Sixth Amendment” means that certain Amendment No. 6 to Amended and Restated Credit Agreement, by and among Borrowers,
Lenders, and Administrative Agent, dated June 14, 2012.
Sixth Amendment Documents ” means, collectively, the Sixth Amendment and each other document, instrument, certificate and
agreement executed and delivered by any Borrower, any Subsidiary, any Guarantor, or their counsel in connection with the Sixth
Amendment or otherwise referred to therein or contemplated thereby, all as they may be amended, restated or otherwise modified.

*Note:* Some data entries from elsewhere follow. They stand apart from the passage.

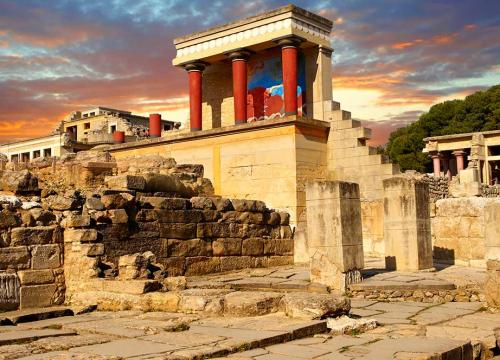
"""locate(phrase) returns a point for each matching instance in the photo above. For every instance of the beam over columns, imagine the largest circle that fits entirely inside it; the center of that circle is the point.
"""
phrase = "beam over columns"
(239, 59)
(195, 71)
(289, 58)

Sixth Amendment Effective Date” means the date on which the conditions set forth in Section 4 of the Sixth Amendment have been
satisfied.
(c) Amended Definitions. The following definitions are amended and restated to read in their entireties as follows:
Aggregate Commitment” means the aggregate amount of the Lenders’ Commitments hereunder, as such amount may be reduced or
modified at any time or from time to time pursuant to the terms hereof. As of the Sixth Amendment Effective Date, the Aggregate
Commitment shall be One Hundred Seventy-Five Million Dollars ($175,000,000).
Guarantors” means collectively those direct and indirect Subsidiaries of the Borrowers set forth on Schedule 3 to the Credit Agreement,
and “Guarantor” means any of such Guarantors and each additional entity whether now owned or hereafter acquired that becomes a
Guarantor pursuant to Section 8.12 hereof; provided, however, that URBN Canada Retail, Inc., a corporation formed under the laws of
British Columbia, Canada, shall not be a Guarantor.